What the NVIDIA Survey Says About AI in Telecom (2023–2025)
- Adoption is near-universal: almost all surveyed operators are deploying or evaluating AI projects across the business [1][2][3].
- ROI is materializing: 84% report AI is increasing annual revenue and 77% report reduced operating costs; 60% cite productivity as the top realized benefit [2].
- Investments are shifting: customer experience remains the largest single category (about 44%), but network planning, operations, and AI-enhanced RAN are ascendant [1][2][3].
- Deployment models are maturing: roughly a third run most AI in the cloud and nearly half use hybrid, creating demand for telco-grade cloud infrastructure [1].
- Partnerships remain critical for models and compute platforms, even as internal capabilities grow [1][2][3].
AI in telecommunications networks: From CX Pilots to Network-Centric Production
Early AI efforts emphasized customer experience and basic automation.

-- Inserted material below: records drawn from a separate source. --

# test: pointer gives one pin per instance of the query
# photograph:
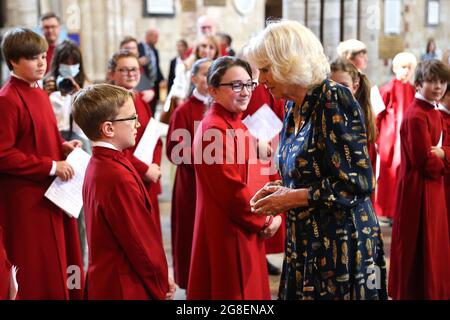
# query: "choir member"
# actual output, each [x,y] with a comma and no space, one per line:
[126,254]
[420,251]
[228,257]
[179,142]
[397,96]
[40,239]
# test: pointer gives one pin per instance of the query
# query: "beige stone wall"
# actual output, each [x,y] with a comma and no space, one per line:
[103,23]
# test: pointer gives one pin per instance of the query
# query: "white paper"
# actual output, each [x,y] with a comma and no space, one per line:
[439,145]
[376,100]
[146,147]
[13,285]
[263,124]
[68,194]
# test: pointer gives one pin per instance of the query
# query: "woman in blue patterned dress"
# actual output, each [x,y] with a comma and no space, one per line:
[334,247]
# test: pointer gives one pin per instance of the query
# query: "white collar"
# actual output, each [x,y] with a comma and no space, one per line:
[199,96]
[32,84]
[419,96]
[104,145]
[442,108]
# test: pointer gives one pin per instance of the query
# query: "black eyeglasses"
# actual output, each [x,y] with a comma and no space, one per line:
[238,86]
[126,71]
[133,117]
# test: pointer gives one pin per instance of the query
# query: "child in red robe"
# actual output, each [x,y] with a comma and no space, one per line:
[420,252]
[228,256]
[126,254]
[444,108]
[397,96]
[40,239]
[179,141]
[125,73]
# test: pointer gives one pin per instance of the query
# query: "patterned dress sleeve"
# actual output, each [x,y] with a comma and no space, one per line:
[347,177]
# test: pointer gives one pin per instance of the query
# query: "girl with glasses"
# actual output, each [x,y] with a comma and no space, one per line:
[228,257]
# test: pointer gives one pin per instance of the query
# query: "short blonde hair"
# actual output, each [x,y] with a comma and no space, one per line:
[403,58]
[293,53]
[96,104]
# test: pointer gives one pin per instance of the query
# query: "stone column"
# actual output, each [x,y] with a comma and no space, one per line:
[350,19]
[313,17]
[22,13]
[294,10]
[331,28]
[370,31]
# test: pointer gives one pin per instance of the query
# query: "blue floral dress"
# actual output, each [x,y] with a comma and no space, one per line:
[334,247]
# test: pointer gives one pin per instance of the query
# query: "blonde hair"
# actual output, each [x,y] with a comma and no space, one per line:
[96,104]
[293,53]
[403,58]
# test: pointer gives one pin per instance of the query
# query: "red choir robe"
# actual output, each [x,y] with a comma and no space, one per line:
[49,56]
[40,239]
[184,194]
[446,142]
[228,257]
[260,96]
[154,189]
[126,254]
[397,97]
[420,253]
[5,270]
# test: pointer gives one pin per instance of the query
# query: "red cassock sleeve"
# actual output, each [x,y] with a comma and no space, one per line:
[12,160]
[231,191]
[179,135]
[419,146]
[128,219]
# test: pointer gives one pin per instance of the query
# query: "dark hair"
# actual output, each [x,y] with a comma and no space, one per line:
[184,42]
[429,42]
[197,64]
[362,94]
[22,43]
[212,39]
[64,51]
[220,66]
[126,40]
[50,15]
[431,70]
[96,104]
[227,38]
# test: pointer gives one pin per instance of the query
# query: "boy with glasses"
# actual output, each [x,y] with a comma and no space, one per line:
[126,257]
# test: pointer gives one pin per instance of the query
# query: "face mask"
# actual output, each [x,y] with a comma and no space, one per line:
[66,70]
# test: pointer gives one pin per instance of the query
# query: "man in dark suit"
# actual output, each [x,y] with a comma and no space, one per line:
[149,59]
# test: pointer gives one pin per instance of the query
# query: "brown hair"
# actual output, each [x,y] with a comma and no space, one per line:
[96,104]
[362,95]
[431,70]
[211,39]
[220,66]
[22,43]
[50,15]
[112,62]
[126,40]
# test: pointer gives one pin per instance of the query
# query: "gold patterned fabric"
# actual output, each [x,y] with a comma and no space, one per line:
[334,247]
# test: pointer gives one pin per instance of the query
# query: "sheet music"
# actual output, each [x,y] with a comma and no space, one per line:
[13,285]
[376,100]
[146,147]
[68,194]
[263,124]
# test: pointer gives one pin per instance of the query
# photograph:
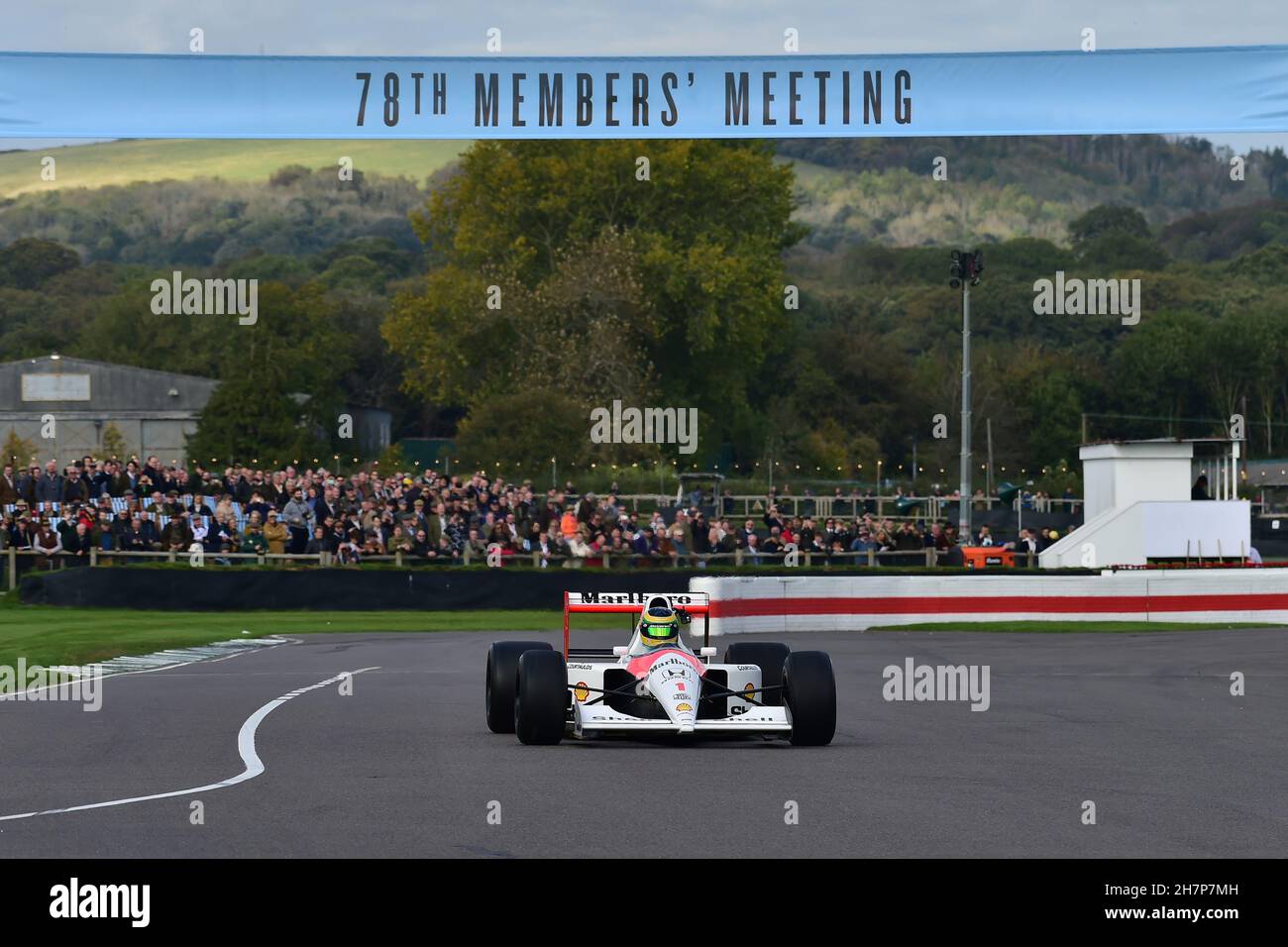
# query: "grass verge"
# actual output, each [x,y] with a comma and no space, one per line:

Today, network-centric use cases — notably network planning and operations — are moving into production, with around 40% of respondents reporting deployments in these areas [1][2]. More than one-third are investing or planning to invest in AI-powered RAN (AI-RAN), signaling that radio access is a strategic battleground for automation and performance gains [1][2]. Customer experience optimization remains the largest single investment area at roughly 44%, but the balance of spending is shifting toward operational AI built around the network itself [1][2][3].
Quantifying ROI: Revenue, Cost Savings, and Productivity Gains
Telco leaders now have stronger evidence for business cases. In the latest survey, 84% say AI is increasing annual revenue and 77% say it’s reducing operating costs. Meanwhile, 60% identify higher employee productivity as the primary realized benefit — a key KPI for operations teams driving automation and knowledge enablement [2]. Earlier surveys also reported revenue and cost improvements among AI adopters, including notable double-digit gains in specific areas, reinforcing the trajectory toward measurable telecom AI ROI over time [1][3].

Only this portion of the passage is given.